Quethera was co-founded in 2013 by Dr Peter Widdowson and Professor Keith Martin (Professor and Head of Ophthalmology, Department of Clinical Neurosciences, University of Cambridge) and is based at Babraham Research Campus.

There were drinks all round as law firm Howes Percival played a key role in the sale of Suffolk-based cider maker Aspall to American brewing giant Molson Coors for around $51.53m.

The Big Apple took another bite out of Cambridge biotech with a near-$44 million acquisition of Abzena by a newly-formed New York enterprise –  Astro Bidco Limited, a new company wholly-owned by the WCAS Fund in New York.

Abzena CEO John Burt said the acquisition would provide the company with  immediate working capital for the business, followed by additional investment, post completion. 

Abzena provides proprietary technologies and complementary services to organisations involved in the development of biopharmaceutical products.
Pharmaceutical company Vernalis PLC was sold to Ligand Holdings UK for $42m. Ligand is a unit of US-listed biopharmaceutical company Ligand Pharmaceuticals Inc.

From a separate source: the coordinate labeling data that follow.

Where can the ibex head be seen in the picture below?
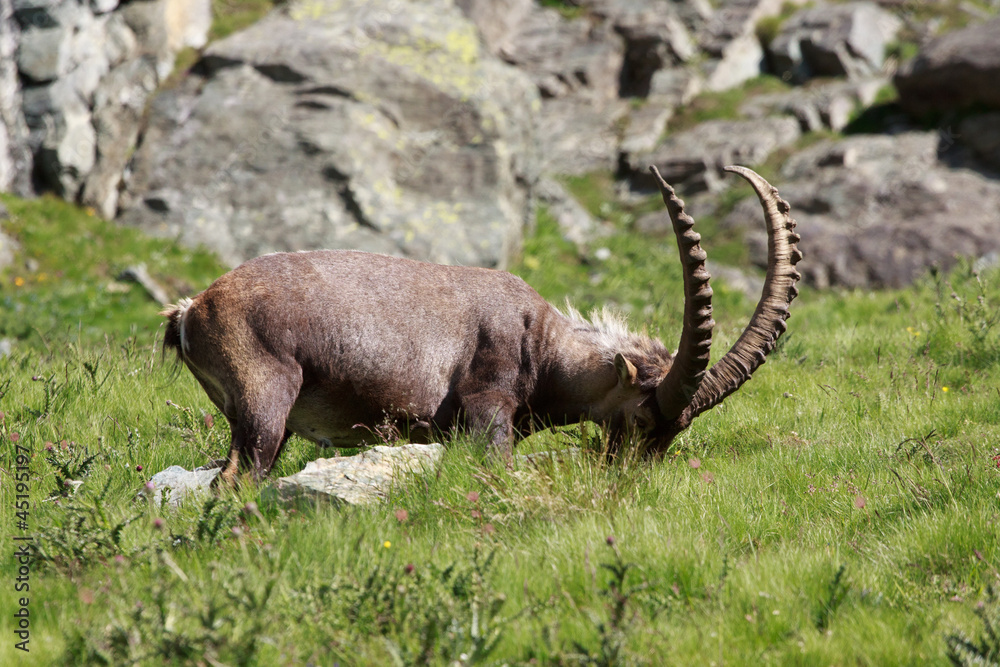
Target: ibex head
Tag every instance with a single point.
(322, 343)
(658, 408)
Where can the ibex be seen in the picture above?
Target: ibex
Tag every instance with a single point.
(331, 344)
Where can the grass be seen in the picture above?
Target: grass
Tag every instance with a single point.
(841, 509)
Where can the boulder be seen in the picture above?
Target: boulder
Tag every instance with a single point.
(496, 20)
(16, 161)
(833, 40)
(575, 223)
(343, 125)
(981, 134)
(956, 70)
(175, 485)
(877, 211)
(578, 134)
(564, 57)
(362, 479)
(693, 159)
(827, 105)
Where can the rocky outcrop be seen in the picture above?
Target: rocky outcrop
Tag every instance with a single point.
(818, 107)
(693, 159)
(15, 154)
(876, 211)
(343, 125)
(354, 480)
(88, 70)
(361, 479)
(954, 71)
(835, 40)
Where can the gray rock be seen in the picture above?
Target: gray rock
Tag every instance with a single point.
(497, 20)
(564, 57)
(655, 38)
(834, 40)
(343, 125)
(16, 161)
(954, 71)
(575, 222)
(876, 211)
(982, 134)
(740, 60)
(646, 125)
(119, 103)
(175, 485)
(694, 158)
(824, 106)
(44, 53)
(578, 134)
(362, 479)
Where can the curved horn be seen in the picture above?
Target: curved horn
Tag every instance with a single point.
(675, 392)
(768, 321)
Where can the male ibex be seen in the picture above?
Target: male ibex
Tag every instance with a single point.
(331, 344)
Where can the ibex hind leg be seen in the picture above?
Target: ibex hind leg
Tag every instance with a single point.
(491, 414)
(258, 425)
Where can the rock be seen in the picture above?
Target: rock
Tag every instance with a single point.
(646, 125)
(982, 134)
(817, 107)
(735, 53)
(140, 275)
(578, 134)
(694, 158)
(497, 20)
(876, 211)
(655, 38)
(180, 485)
(833, 40)
(575, 222)
(362, 479)
(564, 57)
(16, 161)
(343, 125)
(954, 71)
(119, 103)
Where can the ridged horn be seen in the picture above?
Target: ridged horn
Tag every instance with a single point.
(768, 321)
(678, 388)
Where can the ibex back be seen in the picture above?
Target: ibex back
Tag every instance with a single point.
(333, 345)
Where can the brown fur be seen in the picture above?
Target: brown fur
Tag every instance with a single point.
(332, 345)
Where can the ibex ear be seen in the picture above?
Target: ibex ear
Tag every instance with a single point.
(627, 374)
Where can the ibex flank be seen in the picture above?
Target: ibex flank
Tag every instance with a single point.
(331, 345)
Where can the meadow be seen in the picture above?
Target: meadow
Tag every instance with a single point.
(843, 508)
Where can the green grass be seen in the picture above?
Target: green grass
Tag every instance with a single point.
(842, 508)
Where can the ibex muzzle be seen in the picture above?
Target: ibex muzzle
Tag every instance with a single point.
(334, 345)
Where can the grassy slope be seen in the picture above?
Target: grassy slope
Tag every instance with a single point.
(845, 451)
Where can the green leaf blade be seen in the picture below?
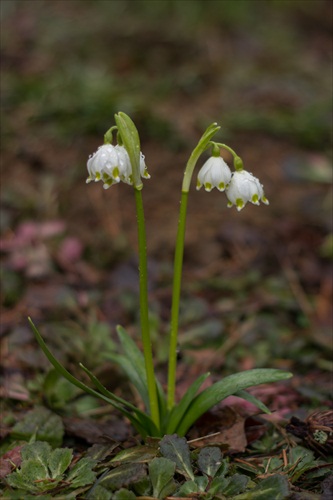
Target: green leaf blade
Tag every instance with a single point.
(226, 387)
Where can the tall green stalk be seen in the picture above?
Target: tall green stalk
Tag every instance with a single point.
(144, 310)
(178, 261)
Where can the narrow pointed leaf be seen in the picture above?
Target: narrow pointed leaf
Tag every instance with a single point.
(58, 366)
(224, 388)
(178, 412)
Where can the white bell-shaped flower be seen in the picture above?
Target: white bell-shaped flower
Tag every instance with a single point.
(111, 164)
(214, 173)
(244, 187)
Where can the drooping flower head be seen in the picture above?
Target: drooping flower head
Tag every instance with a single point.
(214, 173)
(111, 164)
(244, 187)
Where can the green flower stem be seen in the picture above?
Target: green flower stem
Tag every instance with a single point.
(203, 144)
(238, 163)
(144, 311)
(177, 280)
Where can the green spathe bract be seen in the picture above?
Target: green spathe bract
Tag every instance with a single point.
(162, 414)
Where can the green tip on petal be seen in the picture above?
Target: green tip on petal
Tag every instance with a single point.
(115, 173)
(239, 204)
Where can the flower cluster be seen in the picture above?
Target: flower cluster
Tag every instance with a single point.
(111, 164)
(240, 186)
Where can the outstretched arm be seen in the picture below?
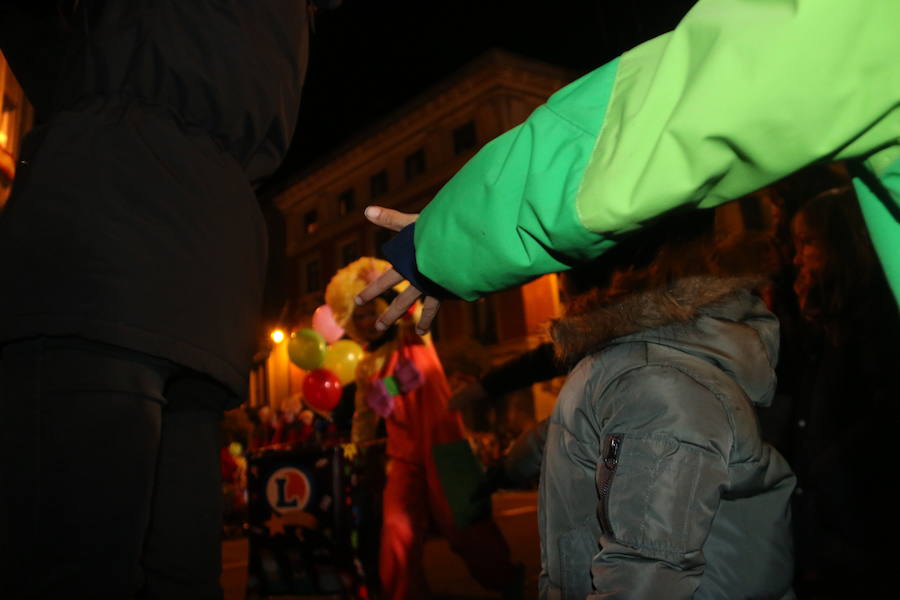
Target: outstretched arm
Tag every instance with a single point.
(742, 93)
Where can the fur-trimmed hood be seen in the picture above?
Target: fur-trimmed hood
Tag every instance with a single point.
(718, 319)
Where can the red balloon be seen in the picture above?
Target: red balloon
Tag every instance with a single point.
(322, 390)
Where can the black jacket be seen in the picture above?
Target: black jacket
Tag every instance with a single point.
(133, 220)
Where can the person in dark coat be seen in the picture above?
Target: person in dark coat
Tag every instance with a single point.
(132, 264)
(839, 434)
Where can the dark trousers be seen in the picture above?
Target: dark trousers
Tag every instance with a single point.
(109, 474)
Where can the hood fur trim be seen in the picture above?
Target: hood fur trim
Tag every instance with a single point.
(593, 320)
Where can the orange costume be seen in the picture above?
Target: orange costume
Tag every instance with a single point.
(414, 406)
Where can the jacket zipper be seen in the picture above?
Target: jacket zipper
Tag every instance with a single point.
(609, 460)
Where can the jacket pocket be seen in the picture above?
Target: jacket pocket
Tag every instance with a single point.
(577, 548)
(606, 471)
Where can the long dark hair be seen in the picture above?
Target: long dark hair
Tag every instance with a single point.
(851, 279)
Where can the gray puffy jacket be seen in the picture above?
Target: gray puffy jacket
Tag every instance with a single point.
(655, 483)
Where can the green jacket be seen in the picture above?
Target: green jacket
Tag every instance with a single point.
(655, 482)
(739, 95)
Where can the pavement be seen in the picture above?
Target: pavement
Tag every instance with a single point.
(516, 515)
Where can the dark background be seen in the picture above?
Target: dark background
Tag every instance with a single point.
(368, 57)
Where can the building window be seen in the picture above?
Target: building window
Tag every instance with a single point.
(381, 237)
(464, 138)
(349, 252)
(313, 276)
(415, 164)
(378, 184)
(311, 221)
(346, 202)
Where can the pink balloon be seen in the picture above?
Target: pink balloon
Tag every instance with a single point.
(324, 323)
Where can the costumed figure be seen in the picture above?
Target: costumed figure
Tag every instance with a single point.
(401, 380)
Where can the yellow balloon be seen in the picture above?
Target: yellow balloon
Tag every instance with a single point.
(341, 359)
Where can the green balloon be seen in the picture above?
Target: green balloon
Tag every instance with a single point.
(306, 349)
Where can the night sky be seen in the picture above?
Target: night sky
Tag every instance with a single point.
(368, 57)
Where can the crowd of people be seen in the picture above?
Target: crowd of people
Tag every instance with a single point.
(133, 261)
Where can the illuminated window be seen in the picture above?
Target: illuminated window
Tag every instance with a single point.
(349, 252)
(311, 221)
(378, 184)
(313, 276)
(415, 164)
(346, 202)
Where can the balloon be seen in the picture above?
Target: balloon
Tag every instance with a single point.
(341, 359)
(324, 323)
(321, 390)
(306, 349)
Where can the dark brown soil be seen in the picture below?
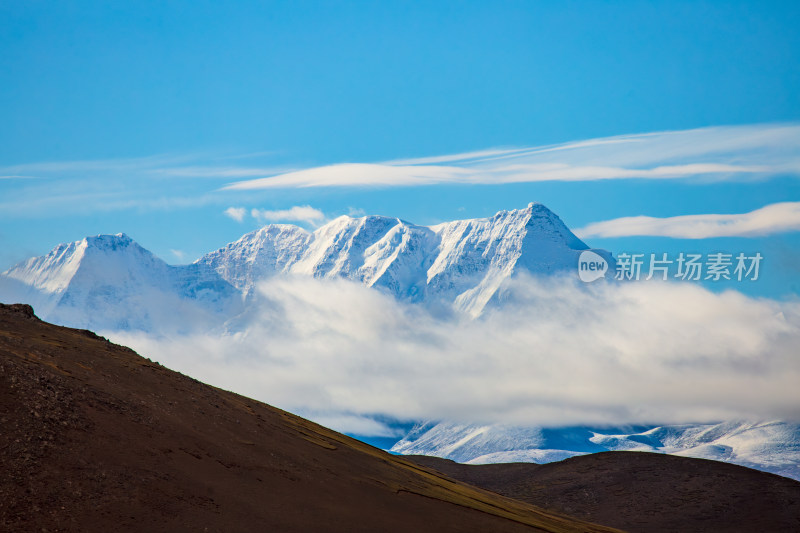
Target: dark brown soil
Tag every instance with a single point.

Cambridge-based Secure Thingz, a well regarded operator in the IoT arena and a partner of super chip powerhouse Arm, was acquired by Swedish company IAR Systems for just under $26m.

Bug-busting technology company Discuva Limited in Cambridge was sold to Nasdaq-quoted drug discovery and development company Summit Therapeutics in a $13m cash-plus-shares deal.

Among the many ‘undisclosed sum’ deals, Microsoft Studios secured 100 games jobs in Cambridge by acquiring Ninja Theory. 

Law firms Greenwoods and GRM merged to create a £12m legal powerhouse and in the accountancy sector a merger between BDO and Moore Stephens was agreed to create a £590m power player.

Other 2018 deals of significance – sum paid undisclosed unless stated – included:-

  • Hutchison Ports took a 50 per cent stake in TMA Logistics B.V 
  • Bango bought Audiens for $2.38m
  • Armstrong Commercial Laundry Systems was sold to Hughes Electrical 
  • Robinsons MB motor franchises went to Texas giant Group 1 Automotive 
  • Midland Food Group was acquired by Granarolo UK 
  • Priden Engineering was sold to Elaghmore Partners 
  • Kirby & Haslam was sold to Aston Shaw 
  • learndirect’s eAssessment business went to PSI Services (UK)
  • RxCelerate paid $1.87m for Cambridge Partnership Ltd 
  • Omega Diagnostics was acquired by Lab21 Products for $2.3m plus milestones
  • Innova Systems UK was sold to Visiativ SA 
  • Fistreem International was bought by Scientific Digital Imaging plc for just under $1m
  • TTP Labtech was sold to Battery Ventures
  • Ridgeons was snapped up by Huws Gray
  • Tristel paid $5.6m for Ecomed Services NV.